Set in contemporary Bombay, Umrigar’s second novel (Bombay Time, 2001) is an affecting portrait of a woman and her maid, whose lives, despite class disparity, are equally heartbreaking.
Though Bhima has worked for the Dubash family for decades and is coyly referred to as “one of the family,” she nonetheless is forbidden from sitting on the furniture and must use her own utensils while eating. For years, Sera blamed these humiliating boundaries on her husband Feroz, but now that he’s dead and she’s lady of the house, the two women still share afternoon tea and sympathy with Sera perched on a chair and Bhima squatting before her. Bhima is grateful for Sera, for the steady employment, for what she deems friendship and, mostly, for the patronage Sera shows Bhima’s granddaughter Maya. Orphaned as a child when her parents died of AIDS, Bhima raised Maya and Sera saw to her education. Now in college, Maya’s future is like a miracle to the illiterate Bhima—her degree will take them out of the oppressive Bombay slums, guaranteeing Maya a life away from servitude. But in a cruel mirror of Sera’s happiness—her only child Dinaz is expecting her first baby—Bhima finds that Maya is pregnant, has quit school and won’t name the child’s father. As the situation builds to a crisis point, both women reflect on the sorrows of their lives. While Bhima was born into a life of poverty and insurmountable obstacles, Sera’s privileged upbringing didn’t save her from a husband who beat her and a mother-in-law who tormented her.
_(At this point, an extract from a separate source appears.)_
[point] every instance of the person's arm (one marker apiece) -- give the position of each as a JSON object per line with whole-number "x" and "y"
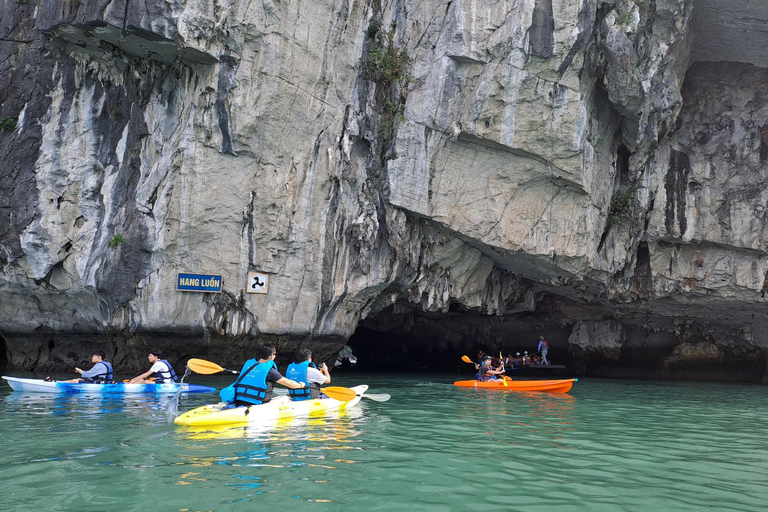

And while Bhima’s marriage begins blissfully, an industrial accident leaves her husband maimed and an alcoholic. He finally deserts her, but not before he bankrupts the family and kidnaps their son. Though Bhima and Sera believe they are mutually devoted, soon decades of confidences are thrown up against the far older rules of the class game.
A subtle, elegant analysis of class and power. Umrigar transcends the specifics of two Bombay women and creates a novel that quietly roars against tyranny.